Deputy Secretary Biegun expressed the need for updated security alliances in the Indo-Pacific region. “The United States cannot assume that a global post-WWII alliance structure, designed to address the challenges and threats of the Cold War, can endure without rejuvenation,” said Deputy Secretary Biegun. “To sustain the free and open order, our strategic relationships need to reflect the geopolitical realities of today and tomorrow.”
Under an updated security partnership, nations like “India wouldseek to provide for their own defense,” explained Deputy Secretary Biegun. In this context, the United States is looking for ways to empower India’s ability to defend its own sovereignty and democracy and to advance Indian interests, across the Indo-Pacific region.
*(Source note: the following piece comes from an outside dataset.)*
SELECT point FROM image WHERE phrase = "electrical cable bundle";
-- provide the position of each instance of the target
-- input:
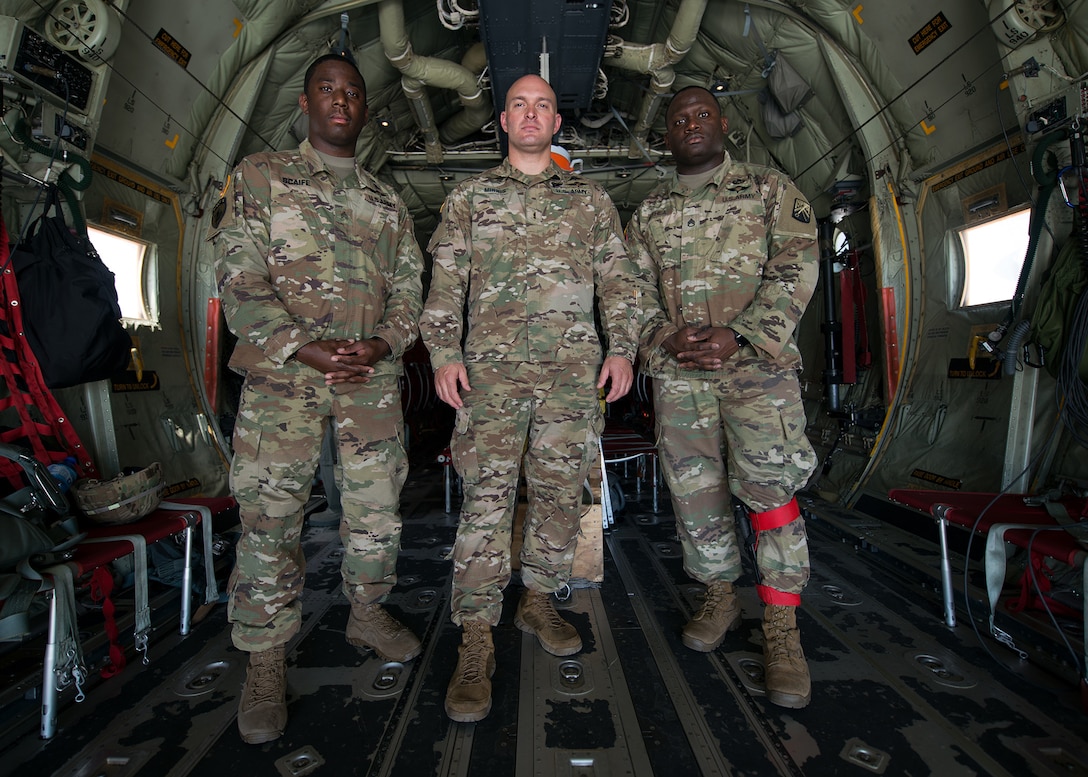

The United States and India, together with Japan and Australia, are four democratic anchors in an Indo-Pacific, sharing values as well as common interests. “Together, we stand for a pluralistic vision that will ensure that our countries, and all the region’s diverse countries, can thrive as sovereign and prosperous nations in a free and open Indo-Pacific,” said Deputy Secretary Biegun.
But he warned that “this vision is not a foregone conclusion,” in light of China’s aggressive tactics in the region. The threat posed by China “will require cooperation — bilaterally (with India) and with others — to build up the security of nations in the Indo-Pacific,” said Deputy Secretary Biegun.
The United States has already begun to increase foreign military sales and intelligence sharing with India. But there is more to be done, including strengthening India’s ability to defend itself by promoting interoperability among both militaries through regular exercises and exchanges, common defense platforms, and co-development.
“Our two nations are destined for great things,” declared Deputy Secretary Biegun. “It is up to us to accelerate the momentum.”